Quarto, a fronte della brusca correzione dei mercati obbligazionari, la nuova strategia di "controllo della curva dei rendimenti" adottata dalla Banca del Giappone appare adesso ancora più ingegnosa e potrebbe fungere da modello per altre banche centrali, forse anche per la Federal Reserve. Immaginiamo uno scenario in cui un ampio programma di stimolo fiscale (o la prospettiva di tale programma) spinga al rialzo i rendimenti obbligazionari con una violenza tale da penalizzare gli attivi di rischio e l'economia. Per evitare fibrillazioni, la banca centrale potrebbe arginare l'aumento dei rendimenti intervenendo direttamente nel mercato obbligazionario. Il modo più pulito per farlo sarebbe annunciare un limite ai rendimenti e tenersi pronti ad acquistare quantitativi illimitati di titoli per mantenere tale limite, se necessario.

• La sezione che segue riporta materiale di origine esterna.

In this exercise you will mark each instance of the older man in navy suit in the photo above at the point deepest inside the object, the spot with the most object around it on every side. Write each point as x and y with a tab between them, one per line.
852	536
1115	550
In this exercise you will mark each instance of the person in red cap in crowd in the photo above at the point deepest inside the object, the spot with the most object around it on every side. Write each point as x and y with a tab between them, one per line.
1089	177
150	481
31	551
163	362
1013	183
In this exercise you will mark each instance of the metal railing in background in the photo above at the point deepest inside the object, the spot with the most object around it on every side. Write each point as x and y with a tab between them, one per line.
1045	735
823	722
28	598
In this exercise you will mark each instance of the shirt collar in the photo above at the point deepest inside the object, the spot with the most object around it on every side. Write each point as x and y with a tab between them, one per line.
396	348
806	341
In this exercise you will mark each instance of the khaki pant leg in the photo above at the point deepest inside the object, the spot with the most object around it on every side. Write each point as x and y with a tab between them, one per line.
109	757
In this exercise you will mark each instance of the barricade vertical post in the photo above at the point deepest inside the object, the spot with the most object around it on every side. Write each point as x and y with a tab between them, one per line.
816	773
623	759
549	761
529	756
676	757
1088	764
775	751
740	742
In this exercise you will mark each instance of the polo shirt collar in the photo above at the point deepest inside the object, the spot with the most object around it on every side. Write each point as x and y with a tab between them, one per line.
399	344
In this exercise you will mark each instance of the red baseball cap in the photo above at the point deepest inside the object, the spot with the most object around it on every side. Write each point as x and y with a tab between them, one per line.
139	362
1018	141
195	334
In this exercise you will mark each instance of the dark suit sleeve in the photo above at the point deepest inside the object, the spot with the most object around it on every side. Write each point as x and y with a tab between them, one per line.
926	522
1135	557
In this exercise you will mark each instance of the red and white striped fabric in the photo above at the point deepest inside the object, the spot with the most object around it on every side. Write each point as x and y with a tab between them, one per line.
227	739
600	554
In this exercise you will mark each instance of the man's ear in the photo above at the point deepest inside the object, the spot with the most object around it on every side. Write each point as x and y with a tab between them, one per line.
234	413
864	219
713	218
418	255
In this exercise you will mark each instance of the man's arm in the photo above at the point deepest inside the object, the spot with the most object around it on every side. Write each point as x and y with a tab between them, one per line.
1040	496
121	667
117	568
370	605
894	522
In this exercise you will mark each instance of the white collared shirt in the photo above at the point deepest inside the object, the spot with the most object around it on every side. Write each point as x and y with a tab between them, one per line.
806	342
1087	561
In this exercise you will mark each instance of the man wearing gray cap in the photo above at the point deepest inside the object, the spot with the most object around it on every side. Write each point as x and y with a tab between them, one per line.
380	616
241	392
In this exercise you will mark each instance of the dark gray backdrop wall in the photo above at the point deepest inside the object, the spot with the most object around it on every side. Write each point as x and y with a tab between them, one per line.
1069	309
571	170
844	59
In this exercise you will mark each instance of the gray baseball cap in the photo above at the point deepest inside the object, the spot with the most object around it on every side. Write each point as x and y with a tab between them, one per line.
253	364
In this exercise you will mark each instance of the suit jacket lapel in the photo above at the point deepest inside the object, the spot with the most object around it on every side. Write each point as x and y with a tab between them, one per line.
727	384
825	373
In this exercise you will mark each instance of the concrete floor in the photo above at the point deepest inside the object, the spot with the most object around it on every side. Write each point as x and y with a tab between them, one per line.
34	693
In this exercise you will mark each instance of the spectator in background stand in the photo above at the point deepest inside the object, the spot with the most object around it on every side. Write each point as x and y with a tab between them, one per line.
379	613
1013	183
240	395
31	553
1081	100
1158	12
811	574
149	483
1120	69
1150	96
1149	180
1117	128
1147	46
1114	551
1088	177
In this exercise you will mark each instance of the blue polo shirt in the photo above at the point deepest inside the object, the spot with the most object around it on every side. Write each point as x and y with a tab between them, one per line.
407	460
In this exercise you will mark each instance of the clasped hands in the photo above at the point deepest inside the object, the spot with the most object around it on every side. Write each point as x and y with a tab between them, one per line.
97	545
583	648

Infine, la reazione del mercato all'elezione di Donald Trump rappresenta un ottimo banco di prova per l'"accordo di cooperazione di Shanghai", come ho battezzato l'intesa informale tra le principali banche centrali mondiali, secondo cui l'eccessivo vigore del dollaro è sfavorevole per tutti e deve essere evitato. Il biglietto verde si è apprezzato non solo nei confronti delle valute dei mercati emergenti, ma anche dell'euro e dello yen negli ultimi giorni. La Banca Centrale Europea e la Banca del Giappone accoglierebbero probabilmente con favore un indebolimento delle rispettive valute in un contesto di inflazione persistentemente bassa, ma un eccessivo vigore della valuta statunitense penalizzerebbe i debitori in dollari dei mercati emergenti, i prezzi delle materie prime e il settore statunitense dell'energia, e potrebbe indurre la Cina a svalutare con maggiore determinazione lo yuan rispetto al dollaro, al fine di evitare un apprezzamento prolungato nei confronti del paniere di valute.